Iron will be attacked without pH control . The lower limit
on the pH is reportedly a bit over pH 2.0 and the range
for an iron substrate is reportedly good up to pH 3.5
by one source .....and higher by other sources . Going more basic doesn't seem to bother iron , but increasing acidity does erode it .

The added problem with no pH control and a lead nitrate bath is that it doesn't really matter what substrate is used , as the resulting PbO2 quality will be poor due to
the varying composition of the electrolyte , the nature of
the deposited material will vary by the minute .
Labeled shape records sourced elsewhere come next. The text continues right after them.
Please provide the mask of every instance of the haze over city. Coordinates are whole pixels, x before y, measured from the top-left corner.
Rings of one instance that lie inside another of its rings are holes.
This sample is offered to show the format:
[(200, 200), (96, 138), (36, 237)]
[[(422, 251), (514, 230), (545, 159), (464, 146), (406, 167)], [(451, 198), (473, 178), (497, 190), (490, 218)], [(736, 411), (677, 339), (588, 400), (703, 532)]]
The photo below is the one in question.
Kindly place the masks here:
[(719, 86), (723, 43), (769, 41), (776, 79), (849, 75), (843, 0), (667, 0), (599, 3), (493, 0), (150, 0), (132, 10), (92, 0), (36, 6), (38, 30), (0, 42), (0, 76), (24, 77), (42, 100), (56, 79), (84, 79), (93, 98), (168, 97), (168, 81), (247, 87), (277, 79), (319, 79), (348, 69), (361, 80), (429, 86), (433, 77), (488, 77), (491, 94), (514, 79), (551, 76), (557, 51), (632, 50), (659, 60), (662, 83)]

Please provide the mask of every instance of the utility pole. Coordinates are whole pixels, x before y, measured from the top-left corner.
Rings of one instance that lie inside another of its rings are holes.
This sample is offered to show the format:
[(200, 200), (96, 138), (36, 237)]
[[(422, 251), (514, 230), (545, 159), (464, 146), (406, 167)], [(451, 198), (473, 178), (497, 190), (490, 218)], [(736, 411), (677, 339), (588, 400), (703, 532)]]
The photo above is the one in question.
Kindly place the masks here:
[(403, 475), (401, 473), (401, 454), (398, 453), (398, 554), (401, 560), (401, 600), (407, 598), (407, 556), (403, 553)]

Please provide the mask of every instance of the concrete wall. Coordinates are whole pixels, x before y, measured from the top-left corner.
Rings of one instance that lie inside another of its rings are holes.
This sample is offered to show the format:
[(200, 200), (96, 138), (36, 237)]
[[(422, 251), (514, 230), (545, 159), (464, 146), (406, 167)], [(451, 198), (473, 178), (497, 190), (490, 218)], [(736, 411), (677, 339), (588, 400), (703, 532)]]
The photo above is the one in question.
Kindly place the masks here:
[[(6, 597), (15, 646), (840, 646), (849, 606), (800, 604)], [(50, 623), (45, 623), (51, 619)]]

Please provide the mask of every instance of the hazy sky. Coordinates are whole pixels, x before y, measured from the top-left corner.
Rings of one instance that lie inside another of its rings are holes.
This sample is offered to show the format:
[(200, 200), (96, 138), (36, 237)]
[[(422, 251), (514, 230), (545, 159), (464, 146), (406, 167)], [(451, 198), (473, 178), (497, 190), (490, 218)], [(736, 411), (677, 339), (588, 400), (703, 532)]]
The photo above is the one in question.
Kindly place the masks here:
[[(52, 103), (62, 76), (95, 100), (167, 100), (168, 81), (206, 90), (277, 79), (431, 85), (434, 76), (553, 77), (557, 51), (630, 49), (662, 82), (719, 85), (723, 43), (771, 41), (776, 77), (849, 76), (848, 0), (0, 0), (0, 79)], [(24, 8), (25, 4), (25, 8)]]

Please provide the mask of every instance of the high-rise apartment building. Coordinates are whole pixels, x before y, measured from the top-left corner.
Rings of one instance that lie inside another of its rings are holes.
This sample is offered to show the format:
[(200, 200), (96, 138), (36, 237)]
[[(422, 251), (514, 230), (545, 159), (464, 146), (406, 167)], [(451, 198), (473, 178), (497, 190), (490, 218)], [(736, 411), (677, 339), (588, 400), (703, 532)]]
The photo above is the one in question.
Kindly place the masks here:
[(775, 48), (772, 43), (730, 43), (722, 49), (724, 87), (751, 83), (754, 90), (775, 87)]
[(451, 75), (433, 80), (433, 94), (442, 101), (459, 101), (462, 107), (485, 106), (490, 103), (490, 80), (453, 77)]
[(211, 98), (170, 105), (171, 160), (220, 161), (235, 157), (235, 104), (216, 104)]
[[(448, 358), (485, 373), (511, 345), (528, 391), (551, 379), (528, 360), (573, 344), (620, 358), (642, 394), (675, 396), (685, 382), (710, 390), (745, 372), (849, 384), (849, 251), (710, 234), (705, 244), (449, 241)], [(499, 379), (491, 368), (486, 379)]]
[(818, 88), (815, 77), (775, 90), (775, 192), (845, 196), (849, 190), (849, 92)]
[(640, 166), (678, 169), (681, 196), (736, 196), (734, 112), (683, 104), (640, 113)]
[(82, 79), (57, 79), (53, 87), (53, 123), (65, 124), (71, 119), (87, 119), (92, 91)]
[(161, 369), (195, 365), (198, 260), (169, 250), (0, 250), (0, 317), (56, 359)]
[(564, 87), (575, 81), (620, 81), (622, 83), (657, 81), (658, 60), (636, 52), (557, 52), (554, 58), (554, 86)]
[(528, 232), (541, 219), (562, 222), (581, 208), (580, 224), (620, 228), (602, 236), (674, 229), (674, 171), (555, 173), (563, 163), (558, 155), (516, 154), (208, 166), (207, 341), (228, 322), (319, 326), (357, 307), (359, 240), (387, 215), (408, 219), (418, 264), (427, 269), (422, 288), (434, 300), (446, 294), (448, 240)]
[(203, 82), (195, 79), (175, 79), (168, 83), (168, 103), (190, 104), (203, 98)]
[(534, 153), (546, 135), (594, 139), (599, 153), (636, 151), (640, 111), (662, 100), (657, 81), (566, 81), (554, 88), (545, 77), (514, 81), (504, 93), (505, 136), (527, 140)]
With an acetate bath or an alkaline bath you would be more likely to get by without a pH controlled electrolyte ,
but using a lead nitrate bath without any pH control is IMO an exercise in futility for anything but the very thinnest of PbO2 platings . Understand that for every
molar amount of PbO2 being deposited that *TWICE* that molar quantity of freeform nitric acid is appearing in
increasing concentration in the electrolyte , and you can see that in a couple of minutes of plating you have driven the pH nearly to the low end of the scale unless you are
continuously counteracting that acidity . It takes very little
addition of freeform nitric acid to decrease a pH from around pH 4 to below pH 2 where the iron would be attacked . You could literally watch the current meter reading climb with the increasing conductivity of the bath
due to the changing acidity .....and the changing composition would be all over the place so quickly that
with manual additions and pH checks and adjustments ,
you could *never* maintain a constant reaction condition
unless your bath was the size of a swimming pool ,
and you were pumping the electrolye past the anode
like it was sitting in a Jacuzzi .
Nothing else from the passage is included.